Un progetto interrogativo, che riguarda il futuro – nostro, della cultura, del sapere, e a questo punto anche dell’editoria libraria – calato nei modi di una sapienza editoriale che profuma d’antico. L’idea di produrre testi attraverso l’AI, ci racconta Maurizio Sapia, “faceva parte in realtà del progetto di una mia istallazione artistica”. Un cubo alto due metri, omaggio esplicito a Hal 9000, il computer intelligente (troppo) di 2001: Odissea nello spazio. “Le parole generate dall’AI si sarebbero udite intorno, ogni quattro minuti dal monolito sarebbero uscite a stampa in tempo reale i loro dialoghi aggiornati”. Potranno convivere, AI libri e arte? E che cosa si dicono, Arianna e Teseo? Qui arriva un altro aspetto curioso. A leggere anche a volo d’uccello i dieci dialoghi (con data) l’impressione è che dicano delle grandi banalità, roba da catalogo o peggio da blogger di arte & cultura.
Arianna: “L’identità è come un autoritratto che qualcuno ha disegnato bendato: somiglia, confonde, fa ridere, a volte spaventa”. Teseo: “Specialmente quando le pareti bianche di una galleria sembrano più giudicanti di una madre borghese”. Arianna: “Ti capita mai di sentire nostalgia per versioni di te che non sei mai stato?”. Teseo: “Solo quando ho dormito male o leggo Heidegger a stomaco vuoto”. “Forse siamo l’opera, mentre annuiamo ai quadri di un circo muto”. “Come diceva Wilde, la verità è raramente pura”. Si scorrono le pagine, sembra sulle prime di leggere dialoghi sensati; leggendo meglio, sembra il Cubo di Rubik dei pensierini fatti a macchina in base a una media ponderata della stupidità sociale. Ed è questo che, alla fine, incuriosisce di più. Se è questo il risultato dell’AI applicata alla riflessione filosofica e artistica, a che cosa serve? Tocca chiedere chiarimenti a Sapia: come sono state allenate, educate, le due diverse intelligenze? Di cosa sono nutrite? “A differenziarle c’è che Arianna è stata costruita come un ‘essere’ appassionato d’arte e attento alla quotidianità, Teseo con un taglio più da filosofo. Ma a tutte e due è stato richiesto di essere molto ironici”. E questo si vede.

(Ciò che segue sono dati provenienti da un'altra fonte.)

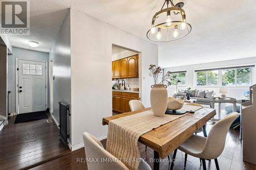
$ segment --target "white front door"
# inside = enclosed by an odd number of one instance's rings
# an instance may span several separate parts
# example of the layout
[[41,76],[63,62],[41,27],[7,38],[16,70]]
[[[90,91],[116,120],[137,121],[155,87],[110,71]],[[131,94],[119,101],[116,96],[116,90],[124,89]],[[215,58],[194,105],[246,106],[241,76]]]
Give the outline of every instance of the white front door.
[[18,63],[19,114],[46,110],[46,63],[23,60]]

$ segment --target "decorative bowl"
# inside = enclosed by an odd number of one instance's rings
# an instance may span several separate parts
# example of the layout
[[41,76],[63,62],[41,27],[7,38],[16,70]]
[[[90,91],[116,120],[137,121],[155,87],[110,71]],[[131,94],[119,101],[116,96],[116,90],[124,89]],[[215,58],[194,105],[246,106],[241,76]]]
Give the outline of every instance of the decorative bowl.
[[179,110],[183,106],[184,100],[180,99],[168,98],[167,109],[168,110]]

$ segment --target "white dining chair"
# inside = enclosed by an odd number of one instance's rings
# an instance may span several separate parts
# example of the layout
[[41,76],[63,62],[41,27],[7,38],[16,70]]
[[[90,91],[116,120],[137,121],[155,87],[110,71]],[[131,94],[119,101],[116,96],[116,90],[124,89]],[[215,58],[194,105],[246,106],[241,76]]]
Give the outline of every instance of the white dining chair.
[[138,100],[132,100],[129,101],[130,108],[131,111],[145,109],[145,106]]
[[[129,170],[122,162],[118,161],[115,156],[106,151],[100,141],[94,136],[84,132],[83,137],[86,158],[88,158],[88,160],[91,158],[91,160],[94,160],[87,162],[88,170]],[[102,161],[109,159],[114,161]],[[138,170],[152,169],[150,165],[143,159],[140,158]]]
[[[216,169],[219,170],[217,158],[221,155],[225,147],[226,137],[231,124],[239,116],[239,114],[232,112],[226,115],[216,123],[209,132],[207,137],[193,135],[178,149],[185,152],[184,167],[187,154],[200,158],[203,162],[203,169],[206,169],[205,159],[214,159]],[[175,150],[173,160],[175,159],[177,150]],[[170,169],[172,169],[174,162],[172,162]]]
[[[203,105],[196,103],[189,103],[187,104],[187,105],[191,105],[191,106],[199,106],[199,107],[203,107]],[[206,131],[206,125],[207,124],[205,124],[204,126],[203,126],[203,127],[199,130],[198,130],[195,133],[196,134],[197,134],[198,133],[200,133],[203,132],[203,133],[204,134],[204,137],[207,137],[207,133]]]

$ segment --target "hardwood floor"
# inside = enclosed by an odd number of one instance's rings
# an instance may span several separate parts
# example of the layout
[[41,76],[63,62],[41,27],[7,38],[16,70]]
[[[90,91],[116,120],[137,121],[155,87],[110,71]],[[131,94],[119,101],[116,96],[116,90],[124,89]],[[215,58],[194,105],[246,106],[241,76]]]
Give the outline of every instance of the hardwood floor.
[[[210,129],[211,125],[208,124],[207,131]],[[198,135],[203,136],[202,133]],[[106,140],[101,141],[103,145],[105,145]],[[154,158],[153,151],[148,148],[145,151],[145,146],[139,144],[141,157],[145,158],[153,169],[153,162],[151,159]],[[242,143],[239,139],[239,131],[237,130],[230,129],[226,139],[225,149],[222,155],[218,158],[220,169],[223,170],[242,170],[256,169],[256,165],[243,161],[242,154]],[[171,158],[172,155],[171,155]],[[175,164],[174,169],[183,169],[185,154],[180,151],[177,152],[176,155],[177,162]],[[78,160],[81,158],[85,157],[83,148],[73,152],[60,158],[48,162],[34,167],[33,170],[37,169],[87,169],[86,163],[79,162]],[[167,158],[166,158],[167,159]],[[160,169],[169,169],[170,163],[168,162],[161,163]],[[214,160],[207,161],[207,169],[216,169]],[[186,169],[202,169],[199,159],[188,155]]]
[[0,131],[0,169],[20,169],[33,167],[71,153],[60,140],[59,130],[47,119],[9,125]]

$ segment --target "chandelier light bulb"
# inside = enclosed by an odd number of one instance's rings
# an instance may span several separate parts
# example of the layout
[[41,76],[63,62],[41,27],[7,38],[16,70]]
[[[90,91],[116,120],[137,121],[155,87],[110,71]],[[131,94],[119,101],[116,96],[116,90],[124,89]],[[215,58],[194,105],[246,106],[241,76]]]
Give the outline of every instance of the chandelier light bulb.
[[185,22],[181,22],[181,23],[180,24],[180,29],[181,30],[184,30],[186,28],[186,23]]
[[186,23],[186,15],[182,15],[182,19],[183,21],[180,24],[180,29],[184,30],[186,28],[187,24]]
[[155,34],[156,33],[156,29],[155,27],[152,27],[152,28],[151,28],[151,34]]
[[174,27],[174,37],[176,38],[179,36],[179,32],[178,31],[178,26],[176,25]]
[[161,29],[160,28],[158,28],[158,30],[157,31],[157,39],[158,40],[160,40],[162,38],[162,35],[161,34]]
[[184,3],[174,5],[173,1],[162,0],[161,10],[153,15],[146,37],[154,42],[170,42],[189,34],[192,27],[186,19]]
[[166,17],[166,26],[168,27],[170,26],[172,23],[172,18],[170,18],[170,11],[167,11],[167,17]]

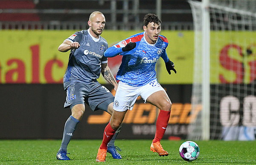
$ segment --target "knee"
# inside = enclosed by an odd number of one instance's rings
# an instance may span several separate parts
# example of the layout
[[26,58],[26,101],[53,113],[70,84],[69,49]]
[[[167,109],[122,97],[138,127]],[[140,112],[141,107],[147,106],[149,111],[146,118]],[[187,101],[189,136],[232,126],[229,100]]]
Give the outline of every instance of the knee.
[[110,125],[111,126],[111,127],[112,127],[112,129],[113,129],[114,130],[116,131],[117,130],[117,129],[118,129],[118,128],[119,128],[119,127],[121,125],[121,122],[119,122],[117,120],[113,121],[112,122],[111,121]]
[[74,117],[80,120],[81,119],[85,110],[85,108],[84,105],[76,105],[72,108],[72,109],[71,109],[72,112],[72,115]]
[[170,100],[166,100],[163,101],[161,106],[161,109],[166,111],[170,111],[172,109],[172,102]]

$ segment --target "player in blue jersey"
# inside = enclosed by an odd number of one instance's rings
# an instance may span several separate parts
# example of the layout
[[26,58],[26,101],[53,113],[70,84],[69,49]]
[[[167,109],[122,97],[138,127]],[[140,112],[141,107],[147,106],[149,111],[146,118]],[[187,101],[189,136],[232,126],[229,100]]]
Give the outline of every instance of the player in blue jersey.
[[[118,84],[108,65],[108,58],[104,56],[108,43],[100,34],[105,26],[105,17],[99,11],[90,15],[87,30],[76,32],[65,39],[58,50],[70,50],[68,64],[64,76],[64,88],[67,92],[64,107],[70,107],[72,115],[65,124],[61,145],[56,157],[59,160],[70,160],[67,155],[67,147],[77,124],[81,119],[86,103],[93,111],[101,109],[112,115],[114,97],[97,81],[101,72],[104,78],[116,90]],[[116,134],[120,131],[117,130]],[[116,136],[108,144],[108,151],[114,159],[122,159],[114,145]]]
[[144,32],[131,36],[109,48],[105,57],[123,56],[116,75],[120,80],[114,101],[111,119],[105,128],[102,143],[99,148],[97,162],[105,162],[107,144],[122,123],[128,109],[131,110],[138,96],[160,109],[156,123],[155,137],[150,149],[161,156],[168,156],[160,144],[167,126],[172,103],[164,89],[157,82],[155,70],[160,57],[164,60],[169,74],[176,73],[166,49],[168,41],[160,35],[161,20],[154,14],[146,14]]

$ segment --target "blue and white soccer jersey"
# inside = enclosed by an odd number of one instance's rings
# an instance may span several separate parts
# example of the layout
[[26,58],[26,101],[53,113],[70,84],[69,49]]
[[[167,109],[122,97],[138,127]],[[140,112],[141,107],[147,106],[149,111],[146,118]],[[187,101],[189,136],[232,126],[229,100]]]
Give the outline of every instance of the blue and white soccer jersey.
[[[131,110],[139,95],[145,102],[154,92],[165,91],[157,82],[155,66],[160,57],[166,62],[169,60],[166,50],[168,41],[160,35],[154,44],[150,44],[142,32],[133,35],[109,48],[104,53],[106,57],[123,56],[116,74],[116,79],[120,81],[114,101],[113,109],[117,111]],[[122,48],[130,42],[136,42],[136,48],[123,52]]]
[[[166,62],[169,60],[166,51],[167,39],[160,35],[154,44],[150,44],[146,41],[144,34],[142,32],[132,36],[109,48],[104,53],[106,57],[116,54],[123,56],[116,80],[132,86],[141,86],[156,78],[156,64],[160,57]],[[136,43],[136,47],[123,52],[122,48],[131,42]]]

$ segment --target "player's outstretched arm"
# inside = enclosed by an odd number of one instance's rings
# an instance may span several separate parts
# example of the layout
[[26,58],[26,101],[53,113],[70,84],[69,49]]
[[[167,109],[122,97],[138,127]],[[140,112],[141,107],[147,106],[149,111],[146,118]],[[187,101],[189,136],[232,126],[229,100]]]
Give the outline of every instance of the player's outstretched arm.
[[78,49],[80,45],[78,42],[71,42],[67,40],[65,40],[59,46],[58,50],[61,52],[67,52],[70,49]]
[[169,61],[168,61],[167,62],[166,62],[165,64],[166,70],[167,70],[167,72],[168,72],[168,73],[169,73],[169,75],[171,74],[171,70],[173,70],[174,73],[176,74],[177,72],[176,71],[176,70],[174,69],[174,63],[172,62],[169,60]]
[[102,63],[101,73],[104,77],[104,78],[114,86],[114,89],[116,91],[118,85],[112,72],[111,72],[107,63]]
[[104,53],[104,56],[107,57],[113,57],[116,56],[121,53],[130,51],[136,47],[135,42],[129,42],[123,48],[116,48],[114,46],[112,46]]

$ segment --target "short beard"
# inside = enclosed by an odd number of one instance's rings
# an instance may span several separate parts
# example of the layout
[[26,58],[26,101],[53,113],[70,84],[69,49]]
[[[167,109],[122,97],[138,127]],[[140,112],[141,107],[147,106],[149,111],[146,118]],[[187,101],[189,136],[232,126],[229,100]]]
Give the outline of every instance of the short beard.
[[101,35],[102,34],[102,31],[101,32],[101,33],[98,32],[96,30],[94,30],[94,29],[93,29],[92,27],[92,31],[93,31],[93,32],[94,33],[94,34],[96,34],[96,35],[97,35],[97,36],[99,36],[99,35]]

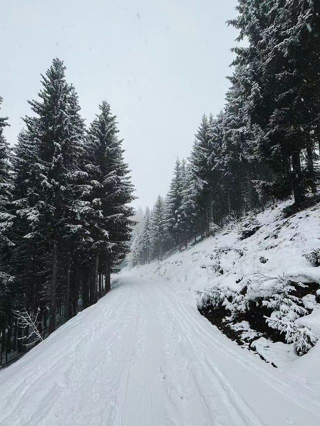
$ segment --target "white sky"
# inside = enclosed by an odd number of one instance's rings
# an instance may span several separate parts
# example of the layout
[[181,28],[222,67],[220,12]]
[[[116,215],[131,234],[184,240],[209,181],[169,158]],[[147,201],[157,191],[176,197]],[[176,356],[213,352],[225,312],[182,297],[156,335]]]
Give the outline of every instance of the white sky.
[[4,0],[0,114],[12,144],[53,58],[64,61],[87,124],[104,99],[118,116],[134,205],[164,195],[204,112],[216,114],[237,32],[236,0]]

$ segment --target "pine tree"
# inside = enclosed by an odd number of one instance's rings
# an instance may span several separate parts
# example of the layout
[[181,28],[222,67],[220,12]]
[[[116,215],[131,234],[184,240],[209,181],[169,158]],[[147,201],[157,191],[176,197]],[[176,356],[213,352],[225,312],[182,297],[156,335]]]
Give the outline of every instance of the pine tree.
[[164,252],[168,234],[166,222],[166,206],[164,198],[158,195],[151,216],[151,253],[152,257],[162,260]]
[[174,177],[170,184],[167,196],[166,222],[168,232],[174,242],[181,251],[183,226],[184,175],[181,162],[176,161]]
[[36,124],[32,132],[37,144],[27,214],[31,230],[28,238],[36,238],[45,250],[51,252],[50,332],[56,329],[58,256],[65,248],[64,240],[70,226],[77,224],[73,174],[78,171],[80,120],[74,89],[66,80],[65,70],[62,61],[54,60],[42,76],[40,100],[29,102],[37,120],[26,120],[29,126]]
[[92,152],[87,169],[94,188],[92,202],[98,204],[102,214],[101,228],[103,224],[108,232],[104,240],[100,240],[98,250],[104,256],[102,266],[106,270],[106,290],[108,291],[112,268],[119,264],[130,250],[134,222],[131,219],[134,210],[129,204],[134,197],[124,160],[122,140],[118,136],[116,118],[111,114],[110,106],[106,101],[100,108],[100,113],[88,131],[88,146]]
[[150,263],[151,256],[151,214],[146,207],[141,224],[140,244],[142,246],[142,263]]
[[[0,97],[0,108],[2,102]],[[4,128],[8,126],[7,120],[8,118],[0,117],[0,243],[10,244],[6,234],[14,218],[9,211],[13,186],[10,164],[10,149],[3,134]]]

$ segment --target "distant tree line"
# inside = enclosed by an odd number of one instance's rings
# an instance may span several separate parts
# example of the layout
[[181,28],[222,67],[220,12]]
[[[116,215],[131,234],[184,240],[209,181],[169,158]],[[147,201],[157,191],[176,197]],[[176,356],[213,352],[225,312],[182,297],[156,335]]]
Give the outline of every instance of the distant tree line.
[[293,194],[303,208],[318,182],[320,2],[239,0],[226,104],[204,116],[188,164],[135,232],[132,266],[210,235],[224,218]]
[[[106,101],[86,128],[54,59],[13,149],[0,118],[0,363],[110,290],[129,251],[134,199],[116,117]],[[2,99],[0,99],[0,103]],[[21,314],[20,315],[21,316]]]

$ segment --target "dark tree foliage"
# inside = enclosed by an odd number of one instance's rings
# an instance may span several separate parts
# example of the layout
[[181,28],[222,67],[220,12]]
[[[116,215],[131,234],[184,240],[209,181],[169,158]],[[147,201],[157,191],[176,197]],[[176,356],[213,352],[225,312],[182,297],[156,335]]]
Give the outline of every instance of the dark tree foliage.
[[12,156],[0,118],[2,363],[32,344],[15,310],[38,314],[46,337],[110,290],[129,251],[134,188],[116,118],[104,102],[86,130],[65,72],[56,58],[42,76]]
[[[238,0],[236,9],[228,24],[245,46],[233,50],[226,104],[215,118],[203,116],[183,178],[176,163],[165,200],[166,250],[270,200],[293,195],[292,208],[302,208],[316,192],[320,2]],[[136,260],[143,244],[136,241]],[[151,252],[158,256],[156,246]]]

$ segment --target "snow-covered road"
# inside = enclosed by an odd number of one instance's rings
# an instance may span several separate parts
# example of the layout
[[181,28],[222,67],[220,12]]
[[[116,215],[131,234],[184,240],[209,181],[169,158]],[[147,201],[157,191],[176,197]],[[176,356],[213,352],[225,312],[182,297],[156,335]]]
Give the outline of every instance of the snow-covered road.
[[0,424],[320,424],[320,398],[128,274],[0,372]]

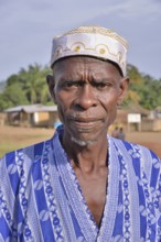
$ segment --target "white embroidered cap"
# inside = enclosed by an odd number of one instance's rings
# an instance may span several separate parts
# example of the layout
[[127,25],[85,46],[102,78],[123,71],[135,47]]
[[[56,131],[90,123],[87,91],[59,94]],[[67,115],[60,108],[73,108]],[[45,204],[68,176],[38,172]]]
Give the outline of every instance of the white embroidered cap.
[[112,30],[79,26],[53,38],[51,67],[63,57],[86,55],[116,63],[126,76],[128,43]]

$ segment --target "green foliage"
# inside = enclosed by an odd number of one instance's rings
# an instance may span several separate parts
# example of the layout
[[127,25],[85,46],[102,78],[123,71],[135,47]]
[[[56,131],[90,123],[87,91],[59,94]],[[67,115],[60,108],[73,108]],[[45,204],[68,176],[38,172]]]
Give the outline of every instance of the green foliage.
[[[30,103],[53,105],[45,80],[47,74],[50,68],[34,64],[11,75],[0,92],[0,110]],[[161,106],[161,79],[143,75],[132,65],[128,65],[128,76],[130,85],[124,106],[139,103],[149,110]]]
[[11,75],[0,94],[0,110],[21,105],[44,103],[50,101],[45,77],[51,70],[40,65],[22,68],[18,75]]
[[142,75],[132,65],[128,65],[128,76],[130,86],[124,105],[136,102],[149,110],[161,106],[161,79],[154,80],[149,75]]

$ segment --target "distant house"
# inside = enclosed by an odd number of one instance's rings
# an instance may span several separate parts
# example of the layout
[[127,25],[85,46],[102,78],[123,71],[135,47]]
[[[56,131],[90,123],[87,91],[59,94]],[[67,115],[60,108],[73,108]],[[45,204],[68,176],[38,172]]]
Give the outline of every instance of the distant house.
[[4,110],[7,123],[21,127],[46,127],[53,128],[57,122],[56,106],[18,106]]
[[143,109],[138,103],[131,105],[128,108],[120,108],[117,111],[117,118],[111,129],[117,125],[128,131],[141,131],[144,119],[149,117],[149,110]]

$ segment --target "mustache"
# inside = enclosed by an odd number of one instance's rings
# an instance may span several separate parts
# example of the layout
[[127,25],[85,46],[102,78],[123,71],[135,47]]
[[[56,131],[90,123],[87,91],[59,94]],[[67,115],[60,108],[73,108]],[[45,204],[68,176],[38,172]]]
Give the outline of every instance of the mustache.
[[96,118],[95,116],[87,116],[87,114],[85,116],[80,113],[69,114],[67,119],[78,122],[93,122],[93,121],[103,120],[103,118],[98,118],[98,117]]

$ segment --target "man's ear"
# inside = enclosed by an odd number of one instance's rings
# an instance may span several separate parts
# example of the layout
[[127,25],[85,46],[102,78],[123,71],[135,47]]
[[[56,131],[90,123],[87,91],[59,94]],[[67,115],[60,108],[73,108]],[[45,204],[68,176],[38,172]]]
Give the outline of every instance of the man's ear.
[[128,91],[128,87],[129,87],[129,78],[125,77],[120,79],[120,92],[119,92],[119,97],[118,97],[118,101],[117,105],[120,106],[125,99],[125,96]]
[[49,90],[50,90],[51,97],[53,98],[54,102],[56,103],[55,91],[54,91],[54,87],[55,87],[54,77],[51,76],[51,75],[47,75],[46,76],[46,82],[47,82],[47,86],[49,86]]

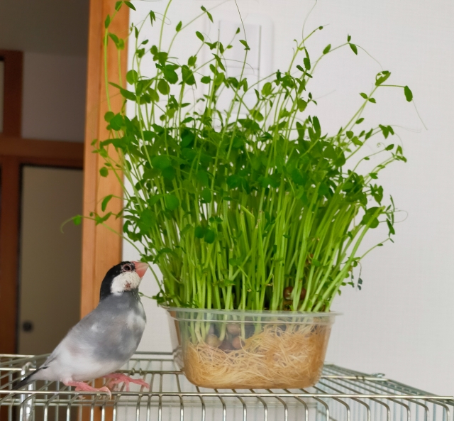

Il materiale? Sono esattamente le riviste, gli articoli, i blog d’arte e di riflessioni culturali del web. Niente di specialistico. “Ne escono molte banalità, certo, un catalogo spesso di frasi fatte, intercambiabili”, dice Sapia, “e questo è quello che ci può divertire, o anche preoccupare: l’AI in fondo non fa altro che selezionare ciò che gli umani seminano”. Si potranno in futuro ottenere risultati più utili? “Certo, dipende dalle istruzioni che vengono fornite. Ma il nostro, era un esperimento, un gioco ironico non ancora provato per interrogarci su una cosa che è completamente nuova, ma che ha già cambiato la nostra percezione”. Quando l’AI riflette sulla nostra identità, ce ne restituisce la banalità. Esperimento riuscito.